Victor struggled on into the deep shade of the woods, his head pounding with every step. His throat was sore. His legs felt like lead. He was torn all over by brambles. He stumbled over a root and went headlong, crying out at the jolt of the landing but knowing he was lucky: The rotting leaves had broken his fall. He lay still, trying to listen over the rasp of his own breathing. Nobody seemed to be following him.
He began to squirm, curling up into a position in which he might be able to reach the clasp knife they had not taken because they had not searched him properly. Whatever they had tied around his wrists was digging into his flesh. His fingers felt numb and clumsy. Slowly, patiently, he managed to tease the little knife out of its hiding place in the sodden sheepskin that lined his boot. Still listening for pursuers, he pried it open and tried to angle the blade against the binding without cutting himself. He could move it only a fraction of an inch at a time. He had no idea whether it was having any effect.
Suddenly the knife slipped out of his grasp. He yanked his wrists against the binding, but it felt tighter than ever. Groping for the knife amongst the leaves, he touched a smooth surface with the tip of one finger. He stretched out his hand. He had two fingers on the blade now, pressing down to get some purchase. It shifted, flipped away from beneath his fingers, and landed somewhere out of reach.
Victor lay back, exhausted. He was beginning to shiver. He thought: I could die here.

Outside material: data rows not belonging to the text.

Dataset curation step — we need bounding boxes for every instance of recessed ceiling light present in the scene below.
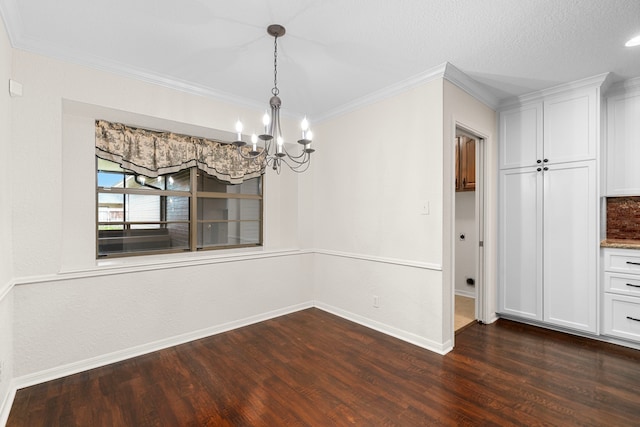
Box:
[624,35,640,47]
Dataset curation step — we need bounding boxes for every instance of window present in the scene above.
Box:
[96,157,263,258]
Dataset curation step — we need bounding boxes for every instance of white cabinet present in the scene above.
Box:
[500,102,544,169]
[498,167,543,320]
[602,249,640,342]
[606,91,640,196]
[543,161,599,333]
[498,83,600,333]
[498,161,598,333]
[500,88,599,169]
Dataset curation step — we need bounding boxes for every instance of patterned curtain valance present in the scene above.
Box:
[96,120,265,184]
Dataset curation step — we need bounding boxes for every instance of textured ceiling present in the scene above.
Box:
[0,0,640,117]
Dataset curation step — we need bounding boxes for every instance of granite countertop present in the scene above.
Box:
[600,239,640,249]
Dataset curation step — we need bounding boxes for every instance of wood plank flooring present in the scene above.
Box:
[7,309,640,427]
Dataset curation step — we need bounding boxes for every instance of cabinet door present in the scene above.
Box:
[606,93,640,196]
[543,161,598,333]
[544,89,598,164]
[498,167,543,320]
[500,103,543,169]
[460,136,476,191]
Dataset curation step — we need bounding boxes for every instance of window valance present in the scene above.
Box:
[96,120,264,184]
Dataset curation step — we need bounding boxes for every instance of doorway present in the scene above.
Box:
[453,127,485,333]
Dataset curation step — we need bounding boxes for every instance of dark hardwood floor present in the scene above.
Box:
[7,309,640,427]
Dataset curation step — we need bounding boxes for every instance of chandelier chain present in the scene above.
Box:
[271,36,280,96]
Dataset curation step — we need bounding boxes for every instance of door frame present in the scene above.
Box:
[450,121,493,328]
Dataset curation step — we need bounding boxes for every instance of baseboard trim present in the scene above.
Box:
[14,301,314,390]
[315,301,453,355]
[0,380,18,426]
[455,289,476,299]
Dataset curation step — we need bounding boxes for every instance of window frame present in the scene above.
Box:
[94,156,265,260]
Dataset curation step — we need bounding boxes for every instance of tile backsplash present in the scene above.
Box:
[607,196,640,240]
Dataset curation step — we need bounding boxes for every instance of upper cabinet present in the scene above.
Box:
[500,88,599,169]
[500,102,543,169]
[456,136,476,191]
[605,90,640,196]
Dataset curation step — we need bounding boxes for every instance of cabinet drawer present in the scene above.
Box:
[604,272,640,297]
[603,294,640,342]
[604,249,640,274]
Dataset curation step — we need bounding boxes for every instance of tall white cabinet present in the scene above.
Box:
[498,76,606,334]
[605,88,640,196]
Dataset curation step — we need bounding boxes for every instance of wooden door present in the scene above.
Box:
[459,136,476,191]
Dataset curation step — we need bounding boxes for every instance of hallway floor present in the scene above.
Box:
[454,295,476,332]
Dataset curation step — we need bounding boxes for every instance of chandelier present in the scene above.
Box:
[233,24,315,173]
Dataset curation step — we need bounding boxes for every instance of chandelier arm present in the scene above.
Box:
[282,144,308,161]
[282,156,311,173]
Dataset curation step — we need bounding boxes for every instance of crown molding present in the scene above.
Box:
[499,73,611,110]
[444,62,500,110]
[607,77,640,96]
[314,63,447,122]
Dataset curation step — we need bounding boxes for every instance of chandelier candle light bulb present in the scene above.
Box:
[233,119,244,148]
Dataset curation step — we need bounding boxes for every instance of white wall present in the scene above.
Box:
[0,11,14,424]
[455,191,478,298]
[11,50,312,384]
[302,78,449,352]
[442,81,498,337]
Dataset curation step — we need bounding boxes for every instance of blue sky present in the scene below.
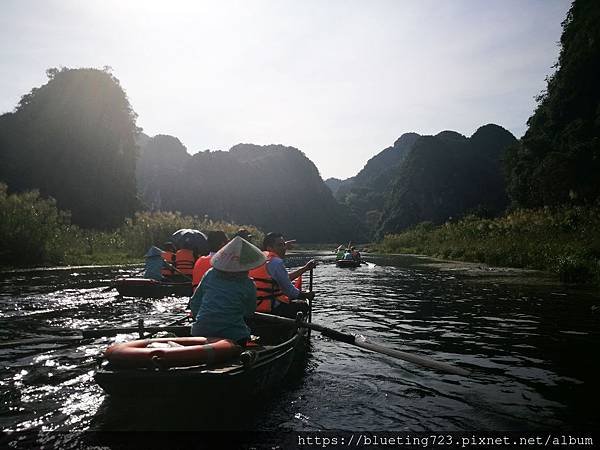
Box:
[0,0,570,178]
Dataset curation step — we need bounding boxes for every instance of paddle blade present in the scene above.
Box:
[354,339,470,376]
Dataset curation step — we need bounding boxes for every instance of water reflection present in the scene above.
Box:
[0,255,600,444]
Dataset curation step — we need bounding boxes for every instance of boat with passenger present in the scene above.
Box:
[94,314,309,399]
[112,278,193,298]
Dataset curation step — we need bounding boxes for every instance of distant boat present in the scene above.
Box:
[113,278,193,298]
[335,259,362,267]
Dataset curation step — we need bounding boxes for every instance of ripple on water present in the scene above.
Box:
[0,256,600,439]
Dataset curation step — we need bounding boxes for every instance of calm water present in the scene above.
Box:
[0,255,600,446]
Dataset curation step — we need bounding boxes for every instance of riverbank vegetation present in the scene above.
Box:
[0,183,262,267]
[376,207,600,284]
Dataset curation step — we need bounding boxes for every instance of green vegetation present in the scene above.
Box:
[137,139,364,242]
[0,183,262,267]
[0,68,139,229]
[376,207,600,283]
[506,0,600,208]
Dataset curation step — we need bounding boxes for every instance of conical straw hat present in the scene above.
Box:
[211,236,267,272]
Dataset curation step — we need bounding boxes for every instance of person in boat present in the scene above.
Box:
[250,233,317,318]
[350,247,361,262]
[160,242,177,279]
[192,230,230,289]
[190,236,266,345]
[234,228,252,243]
[144,245,163,281]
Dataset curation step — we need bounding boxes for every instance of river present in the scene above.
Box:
[0,253,600,448]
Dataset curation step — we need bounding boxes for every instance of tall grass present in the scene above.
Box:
[0,183,263,267]
[376,207,600,283]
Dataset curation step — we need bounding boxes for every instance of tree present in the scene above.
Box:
[506,0,600,207]
[0,68,139,228]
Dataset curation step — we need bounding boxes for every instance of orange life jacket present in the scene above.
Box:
[248,252,290,313]
[175,248,195,275]
[192,255,212,289]
[160,251,175,277]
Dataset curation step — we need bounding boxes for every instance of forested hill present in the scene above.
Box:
[378,124,516,236]
[328,133,419,231]
[0,68,138,228]
[506,0,600,208]
[137,135,365,242]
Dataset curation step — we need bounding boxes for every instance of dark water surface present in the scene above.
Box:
[0,255,600,446]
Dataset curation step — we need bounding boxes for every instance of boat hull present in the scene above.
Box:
[335,259,361,267]
[113,278,193,298]
[94,316,306,400]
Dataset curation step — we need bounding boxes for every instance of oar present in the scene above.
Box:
[308,269,312,322]
[163,259,192,281]
[0,316,188,348]
[254,313,470,376]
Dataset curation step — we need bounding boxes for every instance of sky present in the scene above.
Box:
[0,0,570,179]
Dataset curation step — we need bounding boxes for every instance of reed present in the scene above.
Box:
[376,207,600,284]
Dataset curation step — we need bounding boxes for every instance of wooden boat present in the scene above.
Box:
[335,259,362,267]
[94,312,308,400]
[113,278,193,298]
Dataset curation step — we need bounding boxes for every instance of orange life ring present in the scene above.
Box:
[104,337,242,368]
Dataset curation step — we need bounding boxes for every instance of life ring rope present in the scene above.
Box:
[104,337,242,368]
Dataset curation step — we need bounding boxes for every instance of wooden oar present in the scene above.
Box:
[163,259,192,281]
[254,313,470,376]
[0,316,188,348]
[308,269,312,322]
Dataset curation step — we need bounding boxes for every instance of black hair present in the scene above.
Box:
[263,232,283,250]
[208,230,229,252]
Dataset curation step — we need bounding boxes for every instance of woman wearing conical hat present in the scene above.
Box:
[190,236,266,344]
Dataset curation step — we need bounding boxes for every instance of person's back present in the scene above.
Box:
[191,269,256,341]
[190,237,266,343]
[175,248,196,276]
[192,230,230,289]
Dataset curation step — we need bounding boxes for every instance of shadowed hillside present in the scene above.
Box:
[138,140,365,242]
[378,124,516,235]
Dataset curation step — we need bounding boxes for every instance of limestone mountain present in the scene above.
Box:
[335,133,419,231]
[378,124,516,236]
[138,136,365,242]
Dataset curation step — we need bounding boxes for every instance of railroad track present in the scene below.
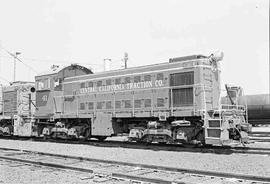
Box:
[0,148,270,184]
[0,136,270,155]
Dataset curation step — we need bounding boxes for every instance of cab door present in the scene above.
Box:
[91,112,113,136]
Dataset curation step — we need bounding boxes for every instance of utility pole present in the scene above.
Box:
[13,52,21,82]
[124,52,128,69]
[103,58,112,71]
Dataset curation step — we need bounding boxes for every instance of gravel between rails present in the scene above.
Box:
[0,140,270,176]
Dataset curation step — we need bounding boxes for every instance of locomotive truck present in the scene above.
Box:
[0,53,249,145]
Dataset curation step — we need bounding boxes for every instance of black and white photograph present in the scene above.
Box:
[0,0,270,184]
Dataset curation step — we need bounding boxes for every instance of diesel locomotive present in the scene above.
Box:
[0,53,250,145]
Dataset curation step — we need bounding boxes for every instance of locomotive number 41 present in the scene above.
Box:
[42,95,48,102]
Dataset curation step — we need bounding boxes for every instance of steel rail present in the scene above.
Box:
[0,136,270,155]
[0,148,270,183]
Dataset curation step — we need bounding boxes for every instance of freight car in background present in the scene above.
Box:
[36,51,251,145]
[221,86,270,126]
[239,94,270,126]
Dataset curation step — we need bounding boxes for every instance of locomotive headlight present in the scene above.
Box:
[211,51,224,62]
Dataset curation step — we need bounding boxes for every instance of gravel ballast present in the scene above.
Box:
[0,140,270,177]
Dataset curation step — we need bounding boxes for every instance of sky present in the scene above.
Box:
[0,0,270,94]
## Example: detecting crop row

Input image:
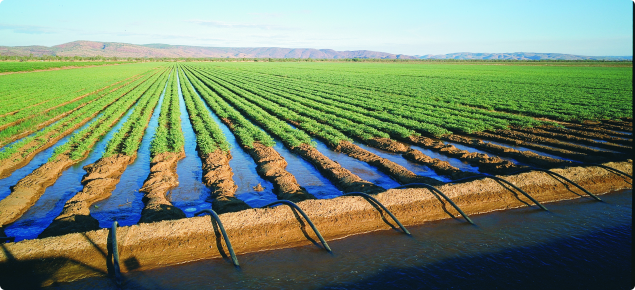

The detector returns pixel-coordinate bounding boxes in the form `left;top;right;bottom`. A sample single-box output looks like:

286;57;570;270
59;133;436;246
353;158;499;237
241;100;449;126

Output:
49;67;169;161
0;68;159;168
185;66;275;148
178;70;229;155
218;64;632;120
184;67;322;148
194;64;538;135
150;69;185;157
103;70;169;157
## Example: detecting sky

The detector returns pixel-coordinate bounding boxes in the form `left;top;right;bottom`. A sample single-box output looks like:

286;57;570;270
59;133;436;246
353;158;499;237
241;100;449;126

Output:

He dared not go back to Eboracum, but if he went home, what would he tell everyone? That he had run away in the fine army boots Corinna’s family had given him for a leaving present? Even if his people took him back, what if Geminus and his men came looking for him? Whole families had been known to be condemned as traitors. There was always room on the ships for more slaves to feed to Rome.
He couldn’t go to his own people. He wasn’t going back to the army. He couldn’t rely on hospitality from other tribes. There was only one place where he was wanted, and he definitely couldn’t risk being found there.
He had made a mess of everything.
That was when Victor, champion wrestler of the Dumnonii tribe for two years in a row, only the second Roman citizen in his family, proud recruit to the Twentieth Legion, father of one, almost able to read and write, laid his head on the ground and wept like a girl.